Vertrauenskrise der Bourgeoisie

  1. Auffällig an der aktuellen

    Weltlage ist, dass sich die Bourgeoisie weltweit einer Vertrauenskrise in

    noch nie da gewesenen Ausmaßen gegenüber sieht. Besonders ausgeprägt ist

    dies in den USA und Europa. Ein wichtiger Grund für diese Entwicklung in

    den USA, Britannien und Australien ist die katastrophale Situation im

    Irak, zusammen mit wirtschaftlichen und sozialen Entwicklungen. Die

    Ablehnung der EU-Verfassung in Frankreich und den Niederlanden hatte ähnliche

    demoralisierende Auswirkungen auf die herrschenden Klassen in diesen und

    anderen EU-Staaten. Der Vertrauensverlust geschieht bereits vor dem Anfang

    ernsthafter ökonomischer Probleme in Form einer Rezession oder eines Abschwungs.

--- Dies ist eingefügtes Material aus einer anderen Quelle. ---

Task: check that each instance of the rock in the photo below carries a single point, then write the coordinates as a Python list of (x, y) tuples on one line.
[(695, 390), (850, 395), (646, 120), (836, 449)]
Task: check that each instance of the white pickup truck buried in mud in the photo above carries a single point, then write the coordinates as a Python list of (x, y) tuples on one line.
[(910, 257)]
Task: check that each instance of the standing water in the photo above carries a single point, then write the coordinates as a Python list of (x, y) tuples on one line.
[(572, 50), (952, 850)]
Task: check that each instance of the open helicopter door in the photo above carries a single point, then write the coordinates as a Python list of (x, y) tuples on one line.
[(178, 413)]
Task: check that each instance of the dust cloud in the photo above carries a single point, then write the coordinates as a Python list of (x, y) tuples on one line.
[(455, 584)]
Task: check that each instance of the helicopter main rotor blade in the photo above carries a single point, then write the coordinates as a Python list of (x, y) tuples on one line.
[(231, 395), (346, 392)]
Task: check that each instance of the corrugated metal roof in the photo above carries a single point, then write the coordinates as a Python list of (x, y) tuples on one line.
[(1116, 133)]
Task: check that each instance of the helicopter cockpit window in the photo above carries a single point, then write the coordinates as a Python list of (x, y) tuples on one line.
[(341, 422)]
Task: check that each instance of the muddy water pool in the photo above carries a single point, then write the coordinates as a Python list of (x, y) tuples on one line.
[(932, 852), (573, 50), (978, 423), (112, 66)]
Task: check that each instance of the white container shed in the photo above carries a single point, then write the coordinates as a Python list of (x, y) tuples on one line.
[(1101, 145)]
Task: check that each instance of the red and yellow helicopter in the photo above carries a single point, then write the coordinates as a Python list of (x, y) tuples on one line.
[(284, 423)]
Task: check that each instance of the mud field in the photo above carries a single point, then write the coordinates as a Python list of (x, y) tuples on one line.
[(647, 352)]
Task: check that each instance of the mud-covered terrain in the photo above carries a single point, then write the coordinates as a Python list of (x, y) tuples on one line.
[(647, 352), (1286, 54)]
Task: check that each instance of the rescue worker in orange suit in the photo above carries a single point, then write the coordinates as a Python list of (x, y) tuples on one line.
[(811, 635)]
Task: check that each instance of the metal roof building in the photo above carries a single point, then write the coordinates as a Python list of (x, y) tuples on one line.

  2. Dies ist am Beispiel der

    wichtigsten kapitalistischen und imperialistischen Macht, nämlich der USA,

    deutlich geworden. Die neokonservative Clique, die durch die Präsidentschaft

    von George Bush regiert, ist für den US-Kapitalismus ein einziges Desaster

    gewesen. Ihre Herrschaft hat einige Parallelen, nur in einem viel größeren

    Maßstab, mit der Margaret Thatchers in Britannien vor 20 Jahren. Ihr

    „Erbe“ war eine gespaltene, polarisierte und zunehmend verarmende

    Gesellschaft, versteckt hinter der Fassade des wirtschaftlichen

    „Fortschritts“. Dies hat ihren Nachfolgern in der Konservativen Partei

    Feindseligkeit und eine Serie von Wahlniederlagen eingebracht. Die Präsidentschaft

    von Bush droht genau dieselben Folgen für die Republikanische Partei zu

    bringen, aufgrund des katastrophalen, nicht-gewinnbaren Krieges im Irak

    aber auch wegen der Art und Weise, in der die Wirtschaftspolitik gestaltet

    wurde.

  3. Die Präsidentschaft von

    Bush befindet sich nun im „freien Fall“. Sie ist nicht nur im Irak-Debakel

    verstrickt, sondern zusätzlich auch auf desaströser Weise von den

    Auswirkungen auf sozialer und auf Klassenebene nach dem Hurrikane Katrina

    beschädigt. Nun sieht sie sich Korruptionsskandalen gegenüber die möglicherweise

    bis hoch zu Cheney gehen und in denen bereits führende Republikaner

    verstrickt sind. Der aktuelle Skandal hat bereits den Kongressabgeordneten

    Robert Ney getroffen, der als „Bürgermeister von Capitol Hill“ bezeichnet

    wird, und auch Tom DeLay, der, aufgrund seiner Art, in der

    republikanischen Kongressfraktion für Disziplin zu sorgen, als „der

    Hammer“ bekannt ist.

  4. Ein Teil der herrschenden

    Klasse in den USA versucht nun der Bush-Regierung „die Flügel zu stutzen“.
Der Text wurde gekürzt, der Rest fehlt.